Biological Mass Spectrometry; Instrument and technique development; protein structure and interactions; HDX; proteomics; molecular modelling.
We use a combination of experimental gas phase techniques, molecular modelling and solution chemistry methods to interrogate conformations of proteins, peptides and other molecular species. The Barran group has considerable experience in gas-phase ion chemistry and the application of mass spectrometry to complex chemical and biological problems.
We are interested in developing instrumentation, and aim to be system rather than technique led. A particular interest is to probe conformational changes that occur as an indicator of biological activity, for example [Ca]2+ binding to Calmodulin, defensins binding to saccharides, or cyclosporin binding to cyclophillin.
We have developed ion mobility mass spectrometry as a tool to investigate changes in protein and peptide conformation. This work is supported by molecular mechanics based calculations which supply candidate geometries to compare with those measured.
Some of our work is based on interrogating model systems, as we seek a general understanding of biological processes. However, strong collaborations with biological chemists and medical researchers, enable us to also examine 'real world' problems.
In collaboration with Waters UK, we have developed new instrumentation and techniques to investigate changes in protein conformation that occur in response to chemical or physical intervention. We also utilise computational tools, principally molecular mechanics, to evaluate protein and peptide structure.
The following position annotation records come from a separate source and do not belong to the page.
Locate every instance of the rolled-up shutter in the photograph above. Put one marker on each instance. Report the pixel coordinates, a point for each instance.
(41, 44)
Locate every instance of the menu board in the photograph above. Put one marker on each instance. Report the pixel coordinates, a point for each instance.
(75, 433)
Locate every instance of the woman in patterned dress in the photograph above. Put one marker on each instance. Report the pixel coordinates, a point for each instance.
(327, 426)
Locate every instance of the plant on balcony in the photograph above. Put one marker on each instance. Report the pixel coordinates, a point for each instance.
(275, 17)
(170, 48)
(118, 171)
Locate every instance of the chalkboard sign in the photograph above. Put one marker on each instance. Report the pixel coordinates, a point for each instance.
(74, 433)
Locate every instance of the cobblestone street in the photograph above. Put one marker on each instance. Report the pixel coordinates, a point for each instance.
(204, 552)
We are currently collaborating with Dr. Cait MacPhee (University of Edinburgh) to look at pre-fibrular amyloid aggregates with ion mobility mass spectrometry (IM-MS). This work has recently been supported by a BBSRC award. We also have an ongoing collaboration with Dr. Helen Cooper (U of Birmingham) to use both ECD and IM-MS to understand the structure dissociation behaviour of model poly peptides. Along with Professor Ted Hupp, and Dr. Penka Nicolova we have investigated the conformational flexibility of the protein p53 using mass spectrometry and IM-MS. With Paul Barlow, we have examined several connected modules of the complement control protein factor H. Analogous to findings from other biophysical methods on this system we have observed considerable conformational flexibility, exemplified in mass spectrometry by a broad charge state distribution even under native spray conditions and in cross section space by a wide range of conformations observe. With Dek Woolfson (University of Bristol) we are examining synthetic switching peptides with IM-MS. We also are involved in a number of proteomic investigations, with the broad aim of establishing patterns produced by disease states for early stage diagnosis.
We are not limited to gas-phase techniques, and have recently been exploring HD exchange methodologies to determine solution conformations for comparison with those derived in the gas-phase. Deuterium is used to probe the solvent exposed portions of the protein/or complex, and mass spectrometry to report on this via mass increase measurements.. In the main the Barran Group works with biological and biomedical groups who provide both interesting problems and the background in the systems to help understand and exploit what we observe.